但是此时是唐代,这些都没有,儿女远走他乡,也许以后见面的机会就很少了,即使见面,也不知道儿女是否还是旧时摸样。是否已是两鬓微霜,头发斑白,乡音都有些改变。
刘山此时也终于明白为何古人有那么多描述离别的诗句。
劝君更尽一杯酒,西出阳关无故人。
桃花潭水深千尺,不及汪伦送我情。
爷娘妻子走相送,尘埃不见咸阳桥
也许还有人觉得无为在歧路,儿女共沾巾才是送别时应有的形式,可是海内存知己,天涯若比邻的描述又是多么的高贵和不切实际。

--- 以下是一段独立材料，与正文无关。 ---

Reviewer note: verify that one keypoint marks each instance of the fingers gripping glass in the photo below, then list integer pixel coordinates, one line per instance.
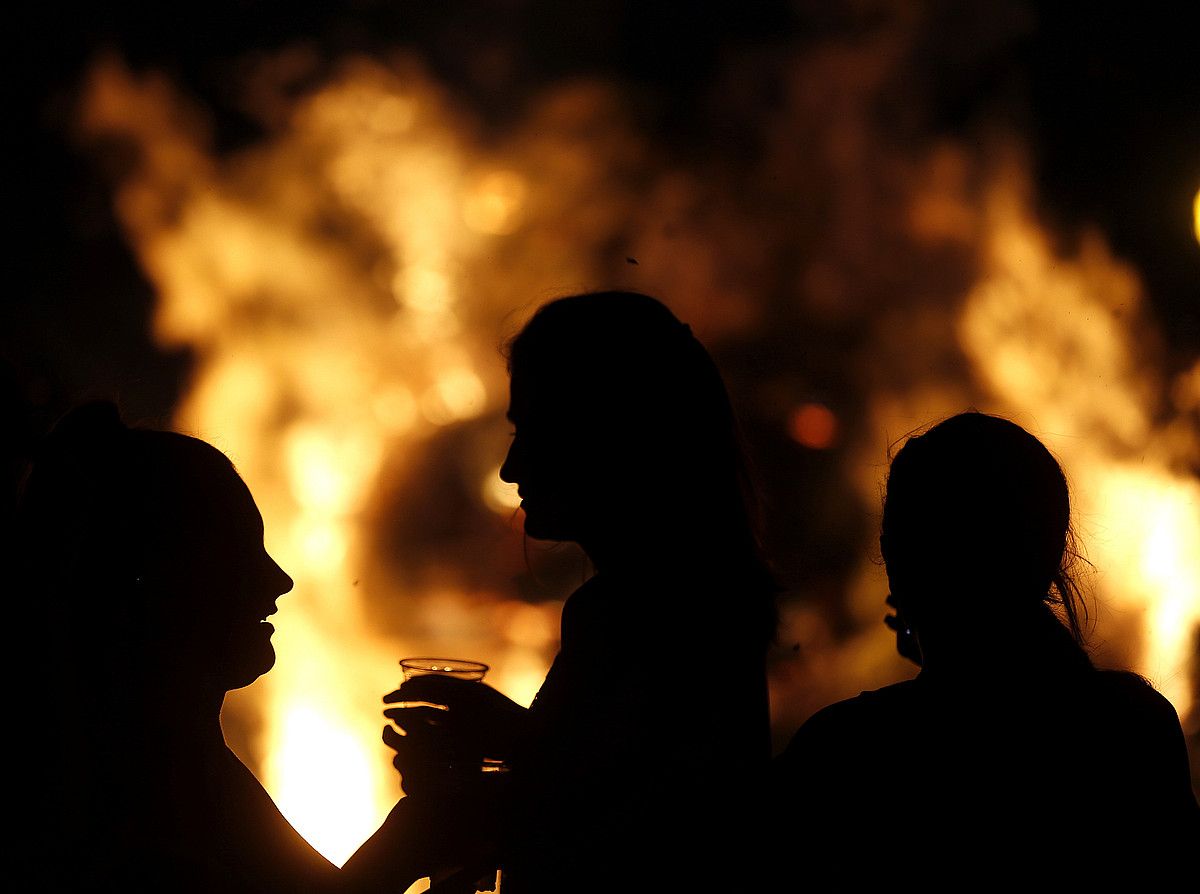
(459, 669)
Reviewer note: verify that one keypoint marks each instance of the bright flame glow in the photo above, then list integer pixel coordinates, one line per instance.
(1051, 337)
(333, 809)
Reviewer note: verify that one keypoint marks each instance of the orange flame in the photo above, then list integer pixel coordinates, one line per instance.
(322, 277)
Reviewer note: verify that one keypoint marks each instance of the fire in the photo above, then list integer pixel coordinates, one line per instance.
(315, 366)
(1054, 340)
(343, 285)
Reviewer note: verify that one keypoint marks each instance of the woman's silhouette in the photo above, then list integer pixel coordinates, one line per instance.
(139, 555)
(1009, 747)
(636, 765)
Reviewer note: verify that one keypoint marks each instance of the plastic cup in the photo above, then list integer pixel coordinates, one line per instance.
(456, 667)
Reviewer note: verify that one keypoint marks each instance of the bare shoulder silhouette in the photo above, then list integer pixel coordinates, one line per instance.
(652, 727)
(1009, 753)
(142, 553)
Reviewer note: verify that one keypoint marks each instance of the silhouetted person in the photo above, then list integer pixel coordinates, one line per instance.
(143, 551)
(1009, 756)
(635, 767)
(143, 591)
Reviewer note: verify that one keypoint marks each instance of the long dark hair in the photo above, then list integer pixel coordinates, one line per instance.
(984, 507)
(624, 359)
(100, 503)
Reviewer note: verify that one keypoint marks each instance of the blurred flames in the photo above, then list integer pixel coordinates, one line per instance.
(343, 283)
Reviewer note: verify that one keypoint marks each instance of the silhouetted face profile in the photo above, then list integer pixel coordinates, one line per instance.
(553, 460)
(150, 546)
(213, 585)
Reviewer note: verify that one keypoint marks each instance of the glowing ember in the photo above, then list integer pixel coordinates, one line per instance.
(814, 425)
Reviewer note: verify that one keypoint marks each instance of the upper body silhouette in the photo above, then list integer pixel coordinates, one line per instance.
(139, 553)
(1009, 751)
(635, 767)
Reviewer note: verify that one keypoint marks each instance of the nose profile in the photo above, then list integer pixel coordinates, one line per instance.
(283, 582)
(509, 468)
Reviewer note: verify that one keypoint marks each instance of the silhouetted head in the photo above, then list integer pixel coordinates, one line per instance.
(622, 424)
(977, 531)
(149, 550)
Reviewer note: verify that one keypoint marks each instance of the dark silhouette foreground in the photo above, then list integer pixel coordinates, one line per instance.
(144, 587)
(640, 762)
(1009, 756)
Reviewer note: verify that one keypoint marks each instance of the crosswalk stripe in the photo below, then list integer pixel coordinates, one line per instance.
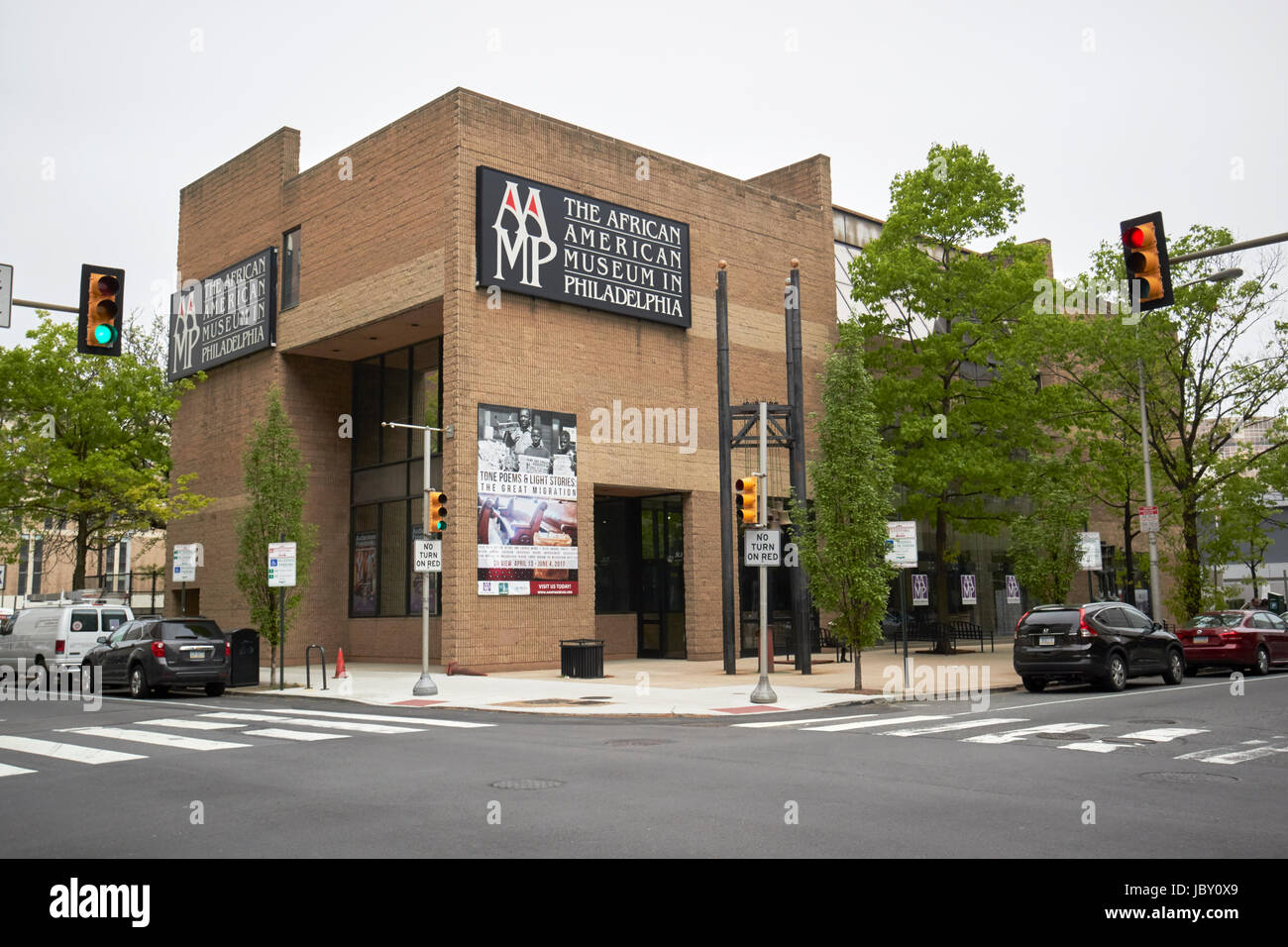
(183, 723)
(1163, 735)
(1231, 755)
(1096, 746)
(956, 725)
(421, 720)
(862, 724)
(798, 723)
(155, 738)
(295, 735)
(304, 722)
(65, 751)
(1014, 736)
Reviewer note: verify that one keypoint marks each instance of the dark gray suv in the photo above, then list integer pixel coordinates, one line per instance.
(1102, 642)
(150, 655)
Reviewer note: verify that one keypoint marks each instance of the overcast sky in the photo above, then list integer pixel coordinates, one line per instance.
(1102, 110)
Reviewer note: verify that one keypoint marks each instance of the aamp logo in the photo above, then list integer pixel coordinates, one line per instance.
(520, 243)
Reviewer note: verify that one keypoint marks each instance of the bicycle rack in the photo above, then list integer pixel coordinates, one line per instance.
(308, 669)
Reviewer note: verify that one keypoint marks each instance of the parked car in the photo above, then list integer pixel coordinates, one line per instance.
(58, 634)
(154, 655)
(1249, 638)
(1102, 642)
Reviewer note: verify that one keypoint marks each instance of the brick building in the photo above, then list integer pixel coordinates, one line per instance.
(565, 522)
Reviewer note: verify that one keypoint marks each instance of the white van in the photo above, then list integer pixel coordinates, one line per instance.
(58, 633)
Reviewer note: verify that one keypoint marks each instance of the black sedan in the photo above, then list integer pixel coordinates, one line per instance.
(150, 655)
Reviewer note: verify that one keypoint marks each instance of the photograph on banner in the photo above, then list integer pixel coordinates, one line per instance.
(919, 589)
(527, 501)
(365, 573)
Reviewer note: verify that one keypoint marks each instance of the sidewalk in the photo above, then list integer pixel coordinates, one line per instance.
(670, 688)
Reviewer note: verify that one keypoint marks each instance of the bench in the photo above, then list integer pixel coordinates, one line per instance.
(934, 631)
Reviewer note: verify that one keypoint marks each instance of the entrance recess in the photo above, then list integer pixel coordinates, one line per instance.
(661, 609)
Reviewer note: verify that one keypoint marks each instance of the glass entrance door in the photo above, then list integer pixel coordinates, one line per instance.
(661, 615)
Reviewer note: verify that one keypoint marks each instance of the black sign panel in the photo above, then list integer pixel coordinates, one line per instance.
(226, 316)
(544, 241)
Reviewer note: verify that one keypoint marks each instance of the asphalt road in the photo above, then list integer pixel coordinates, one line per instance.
(1153, 772)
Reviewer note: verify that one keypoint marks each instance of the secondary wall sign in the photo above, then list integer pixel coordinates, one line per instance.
(553, 244)
(226, 316)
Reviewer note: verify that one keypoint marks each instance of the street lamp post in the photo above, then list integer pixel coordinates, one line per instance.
(425, 686)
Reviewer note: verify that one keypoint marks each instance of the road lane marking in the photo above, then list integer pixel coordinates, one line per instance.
(798, 723)
(957, 725)
(181, 723)
(155, 738)
(1229, 755)
(295, 735)
(1163, 735)
(304, 722)
(1016, 736)
(862, 724)
(65, 751)
(420, 720)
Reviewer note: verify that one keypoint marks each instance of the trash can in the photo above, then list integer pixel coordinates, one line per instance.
(245, 667)
(581, 657)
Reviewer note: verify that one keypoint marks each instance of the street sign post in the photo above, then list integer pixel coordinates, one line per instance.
(5, 294)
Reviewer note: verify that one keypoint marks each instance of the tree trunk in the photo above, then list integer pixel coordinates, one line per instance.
(1192, 577)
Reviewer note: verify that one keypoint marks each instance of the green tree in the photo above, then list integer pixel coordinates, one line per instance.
(842, 538)
(1044, 541)
(951, 346)
(1212, 365)
(275, 479)
(89, 444)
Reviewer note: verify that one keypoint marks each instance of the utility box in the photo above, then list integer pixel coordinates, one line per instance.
(245, 648)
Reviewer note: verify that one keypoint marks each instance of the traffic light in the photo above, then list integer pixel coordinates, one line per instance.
(102, 311)
(437, 510)
(1145, 253)
(745, 500)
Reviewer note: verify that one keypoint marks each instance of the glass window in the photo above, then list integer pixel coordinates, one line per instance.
(394, 558)
(291, 268)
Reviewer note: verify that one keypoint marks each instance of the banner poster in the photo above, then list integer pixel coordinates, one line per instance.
(527, 501)
(919, 589)
(365, 573)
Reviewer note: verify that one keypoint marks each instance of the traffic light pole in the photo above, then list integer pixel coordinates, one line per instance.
(425, 686)
(764, 693)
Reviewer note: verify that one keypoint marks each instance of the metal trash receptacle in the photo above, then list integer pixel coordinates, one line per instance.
(245, 651)
(581, 657)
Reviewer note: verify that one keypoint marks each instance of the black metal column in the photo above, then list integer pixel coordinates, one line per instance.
(726, 552)
(797, 401)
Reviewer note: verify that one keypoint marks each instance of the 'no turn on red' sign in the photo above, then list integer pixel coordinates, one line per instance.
(763, 548)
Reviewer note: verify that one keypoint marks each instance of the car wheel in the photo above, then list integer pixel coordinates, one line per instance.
(140, 684)
(1116, 673)
(1262, 667)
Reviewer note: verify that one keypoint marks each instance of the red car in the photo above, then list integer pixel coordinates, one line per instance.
(1250, 639)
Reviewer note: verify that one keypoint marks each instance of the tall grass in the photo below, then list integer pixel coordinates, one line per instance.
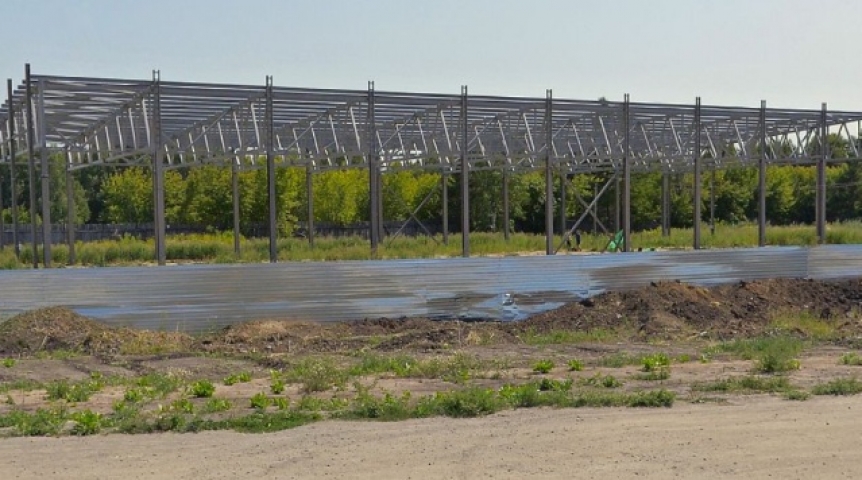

思南公主已经从窗口将头缩了回来,视线里面,王庭已经很遥远了,遥远到连王庭的帐篷都看不见了。刘山看到思南公主的眼睛已经哭红,将思南公主搂在怀里,用怡儿递过来的手帕帮她将泪水擦干。
“刘山,我们什么时候才能回来,才能回到草原,回到王庭,然后见到我娘亲?”思南公主说着,眼泪又落了下来。
“思南,这里我们很快就会回来的,等再次回到草原,我们将你原来的府第扩建一番,让你和你娘住在一起。”刘山对思南公主说着,思南公主只当刘山是在安慰自己,扑在刘山怀里,又哭了起来。
“思南妹妹,我们很快就会回来的,刘山从不骗人的。”思南的哭声让怡儿也眼眶微湿,怡儿自小就没有爹娘,见到思南如此难舍自己的娘亲,那种情感让怡儿也是羡慕和无奈。
“怡儿,对不起,我已经答应迎娶思南了,本来我一直想只拥有你一个妻子,和你一起白头到老,有几个孩子,安安静静的生活对不起。”刘山此时都不知道自己怎么对怡儿道歉,他一直以为自己一生之中就陪着怡儿,可是造化弄人,很多时候,人都是非常无奈的。若是他生活的那个年代,男子娶了妻子,别说是一个富贵人家的女儿,就是一个穷人家的女儿都懒得搭理你,更别说提亲说媒的。但是到了这个时代,你就是有几房妻室,说媒牵线的还是一大堆。
刘山不能对不起一个愿意用生命守护自己的女子,可是刘山觉得对怡儿亏欠了很多。毕竟他是从二十一世纪来的,很难走过自己这道坎。古人三妻四妾已经成为习惯,但是刘山却习惯一夫一妻的制度。
“傻瓜,我怎么会怪你,有思南这样的妹妹,我高兴还来不及呢。思南妹妹,我们到了凉州就让刘山用八人抬的大轿将我们迎进门。思南妹妹穿着凤冠霞帔一定会更加漂亮的。”怡儿已经将刘山用手拽到一边,和思南挤在一起。
“那怡儿姐姐,你还记恨你来我那里,我找你比武的事情不?”
“比武,记恨呀!那个肯定要记恨的!没有打痛快,都怪刘山,都是他来搅得场,要不是他,我和思南妹妹肯定可以打一场痛痛快快的架。下次要是我们比武他敢来搅场,我们俩合起来将他打成猪头。”怡儿说着,攥着拳头,在思南面前比划了两下,驽着嘴,一幅要是刘山敢来劝架,真的要让这个世界多一个猪头的架势。
“哈哈!”思南眼角挂着泪,已经笑出了声。刘山看到思南终于笑了,伴着鬼脸凑到两个丫头面前。
“看看,猪头来了!”两个丫头又是一阵大笑,拉着刘山,用粉拳在刘山身上锤了两下。
“让你们俩欺负老公,回去得好好教导教导你们什么是三从四德,教育教育你们怎么做贤妻良母。”刘山说着,将两个丫头直接扑倒,用胳膊狠狠的将两个丫头压在下面。
武德四年三月十日,苦苦等待刘山一行归来的凉州兵士已经到了望眼欲穿的地步,每一天都有几百的兵士来到北门在那里张望,可是一次次他们只看到荒凉的原野和挂在枝头的积雪,视线里面什么也没有,偶尔有小兽奔跑在雪原之上,都能引起兵士一阵的欢腾和笑声,可是一次次他们都失望了。